The son of Franco Zeffirelli has hit out against the two lead actors from the late Italian film director’s 1968 adaptation of Romeo and Juliet, who are suing Paramount Studios for child abuse over a nude scene in the film.
Olivia Hussey and Leonard Whiting, who were 15 and 16, respectively, when the film was made, allege that Zeffirelli made them perform a bedroom scene in the nude after originally saying they would be wearing flesh-coloured body suits.
The director, who died in 2019, allegedly warned them that “the film would fail” if they didn’t perform the scene nude.
On Friday, Pippo Zeffirelli, who is also the president of the Franco Zeffirelli Foundation, said in a statement that the love scene was “far from pornographic”.
“Zeffirelli himself was accused of being reactionary precisely because, over and over again, he spoke out against pornography,” he added. “The nude images in the film express the beauty, the transfer, I would even say the candour of mutual giving and do not contain any morbid feeling.”
Romeo and Juliet was among Zeffirelli’s biggest successes, winning two Oscars. Hussey and Whiting, now in their seventies, each won a Golden Globe for their performances.
In the lawsuit filed in Los Angeles on 30 December, Hussey and Whiting accuse Paramount of sexually exploiting them as young actors and distributing nude scenes of adolescents. They also claim to have suffered “mental anguish and emotional distress” in the years since the film was made and to have lost out on job opportunities.
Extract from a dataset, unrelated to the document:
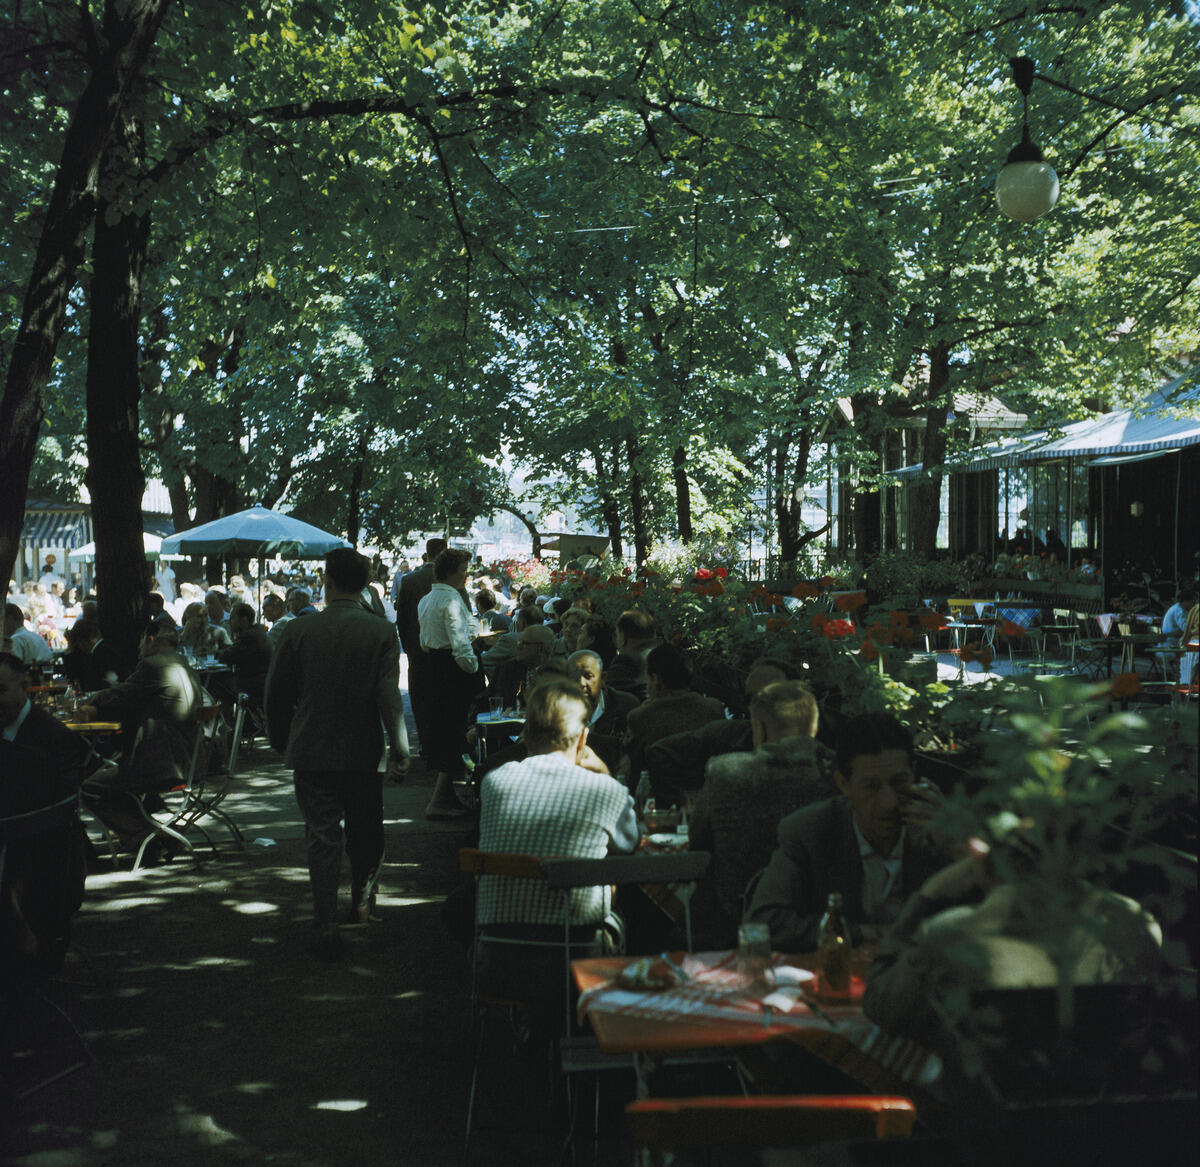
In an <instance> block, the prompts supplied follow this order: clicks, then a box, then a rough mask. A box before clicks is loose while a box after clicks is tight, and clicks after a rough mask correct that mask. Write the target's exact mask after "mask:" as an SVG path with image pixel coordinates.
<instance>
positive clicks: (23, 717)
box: [0, 698, 34, 742]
Damages are being sought “believed to be in excess of $500m”.
The actors’ lawyer, Solomon Gresen, told Variety earlier this week that the nude scene was filmed when the pair “were very young naive children in the 1960s who had no understanding of what was about to hit them”.
Zeffirelli said he believed the film’s two producers, John Brabourne and Anthony Havelock-Allan, had consent forms from the actors’ parents.
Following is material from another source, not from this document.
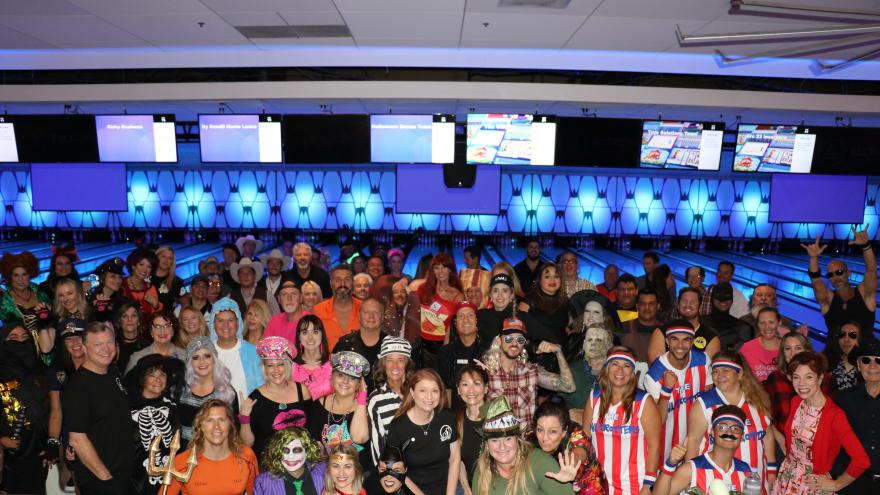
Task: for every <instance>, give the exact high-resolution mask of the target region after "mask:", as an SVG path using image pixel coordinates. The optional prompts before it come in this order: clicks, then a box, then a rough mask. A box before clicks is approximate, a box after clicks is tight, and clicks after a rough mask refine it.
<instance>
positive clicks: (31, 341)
mask: <svg viewBox="0 0 880 495" xmlns="http://www.w3.org/2000/svg"><path fill="white" fill-rule="evenodd" d="M45 374H46V368H45V367H44V366H43V363H42V361H40V358H39V356H38V354H37V351H36V349H35V348H34V343H33V341H32V339H31V334H30V332H28V331H27V330H26V329H25V326H24V324H23V323H21V322H19V321H14V320H12V321H7V322H6V324H5V325H4V327H3V329H2V330H0V444H2V452H3V473H2V482H0V491H2V492H3V493H39V494H42V493H46V466H47V465H48V463H54V462H55V460H56V459H57V457H58V450H57V448H56V449H55V450H54V452H53V454H54V455H52V456H51V457H47V455H46V452H47V449H46V442H47V439H48V434H47V432H48V423H49V416H48V414H47V412H48V410H49V407H48V405H49V404H48V397H49V392H48V389H47V387H46V379H45Z"/></svg>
“It is embarrassing to hear that today, 55 years after filming, two elderly actors who owe their notoriety essentially to this film wake up to declare that they have suffered an abuse that has caused them years of anxiety and emotional discomfort,” he added.
“It appears to me that in all these years, they have always maintained a relationship of deep gratitude and friendship towards Zeffirelli, releasing hundreds of interviews about the happy memory of their very fortunate experience, which was crowned with worldwide success.”
Zeffirelli pointed out that Hussey went on to work in Franco Zeffirelli’s miniseries Jesus of Nazareth, and that Whiting attended his funeral.